As in, Just Signed the Papers.
They’d air-mattressed the first night by the fireplace, chatting up long-lost family history, and the next day they’d hit the antique stores.
Aunt Fabulous had an eye for authenticity and the pocketbook to acquire it.
House becoming home over the months, the rooms now had a population of spoon-backed velvety armchairs, Carrrra-marble-topped side tables, ornately carved bookshelves, (cradling Mag’s full suitcase of paperbacks, because some teenagers did read), and a hall tree by the front door that held the coats and apparently doubled as a cast iron royal throne.
Mag cringed when she remembered her boozy Shakespearean reenactment last night with full supporting cast: the long black Trench, the furry Parker, and the blue wool Pea.
If no one was there to observe an act of embarrassment, was it still embarrassing?
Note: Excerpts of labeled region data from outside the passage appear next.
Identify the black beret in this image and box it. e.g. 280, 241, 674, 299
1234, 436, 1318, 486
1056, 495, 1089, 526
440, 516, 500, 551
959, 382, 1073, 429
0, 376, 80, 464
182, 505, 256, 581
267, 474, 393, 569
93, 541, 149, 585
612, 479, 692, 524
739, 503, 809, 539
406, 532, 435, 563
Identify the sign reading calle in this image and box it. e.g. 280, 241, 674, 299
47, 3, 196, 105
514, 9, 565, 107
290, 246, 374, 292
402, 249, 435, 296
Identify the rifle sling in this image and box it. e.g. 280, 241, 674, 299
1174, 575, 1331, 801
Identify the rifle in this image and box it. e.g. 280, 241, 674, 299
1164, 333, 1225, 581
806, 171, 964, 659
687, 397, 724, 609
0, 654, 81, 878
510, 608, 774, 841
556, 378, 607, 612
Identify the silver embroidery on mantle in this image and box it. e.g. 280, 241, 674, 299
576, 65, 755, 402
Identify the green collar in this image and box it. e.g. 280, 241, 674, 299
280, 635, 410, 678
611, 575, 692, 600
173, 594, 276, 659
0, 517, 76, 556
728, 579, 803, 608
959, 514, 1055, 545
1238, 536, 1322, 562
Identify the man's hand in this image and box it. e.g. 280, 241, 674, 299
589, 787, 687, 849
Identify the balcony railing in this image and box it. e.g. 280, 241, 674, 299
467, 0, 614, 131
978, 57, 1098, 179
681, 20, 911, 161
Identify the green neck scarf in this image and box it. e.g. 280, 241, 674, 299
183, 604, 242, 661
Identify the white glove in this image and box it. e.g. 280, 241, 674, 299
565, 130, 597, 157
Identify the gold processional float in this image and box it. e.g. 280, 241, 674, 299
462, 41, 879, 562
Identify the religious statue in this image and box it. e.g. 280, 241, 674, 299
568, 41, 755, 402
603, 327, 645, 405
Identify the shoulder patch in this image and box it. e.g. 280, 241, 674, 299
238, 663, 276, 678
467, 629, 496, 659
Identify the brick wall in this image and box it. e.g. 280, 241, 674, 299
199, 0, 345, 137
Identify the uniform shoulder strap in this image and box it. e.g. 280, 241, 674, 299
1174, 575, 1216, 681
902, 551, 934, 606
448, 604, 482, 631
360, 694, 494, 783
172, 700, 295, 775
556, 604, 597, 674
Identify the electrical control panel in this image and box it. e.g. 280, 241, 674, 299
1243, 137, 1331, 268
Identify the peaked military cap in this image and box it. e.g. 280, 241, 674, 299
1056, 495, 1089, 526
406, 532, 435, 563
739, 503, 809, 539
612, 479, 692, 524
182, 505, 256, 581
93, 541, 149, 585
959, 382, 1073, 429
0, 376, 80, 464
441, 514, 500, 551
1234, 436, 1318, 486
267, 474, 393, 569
Thank heavens her falsetto hadn’t woken Aunt Fabulous, sleeping in the attic bedroom upstairs. Aunt Fabulous had promised to continue Mag’s magical training while she stayed her sophomore school year in this rainy little town of Arcata, California. Mag loved her mom’s sister and didn’t want to disappoint her by being irresponsible.
That meant no trouble—magical or non-magical.
Mag shed her fleecy skull-and-crossbones pajamas, dropping them onto the cold tiled floor. Her bare feet squeaked. She climbed into the soaker tub.
Water gurgled into the sulfur-stained basin, warming her black nail-polished toes.
Okay, just ten minutes to lie back and relax. Armrests were molded into the tub sides for the ultimate spa situation.
A bar of oatmeal soap sitting on the lip of the tub suddenly slipped underwater like an Olympic tobogganer going for gold. Never mind.
Let the irresponsible beer vapors ooze out and be gone forever.
Tendrils of lazy steam rose up, moisturizing Mag’s cheeks, clearing her sinuses.
Okay, this was stupid ridiculous.
Just look at the fake tattoo already. Stop being scared and deal.
Better yet, just scrub the damn thing off super quick and be done with it.
Mag sat up, plunged her left hand underwater, snagged the Olympic soap, and flipped up her right inner wrist, oatmeal bar poised in the air and ready to strike down on the target zone like a jet fighter—except the tattoo was gone.
This situation had just notched up higher on the creepy scale.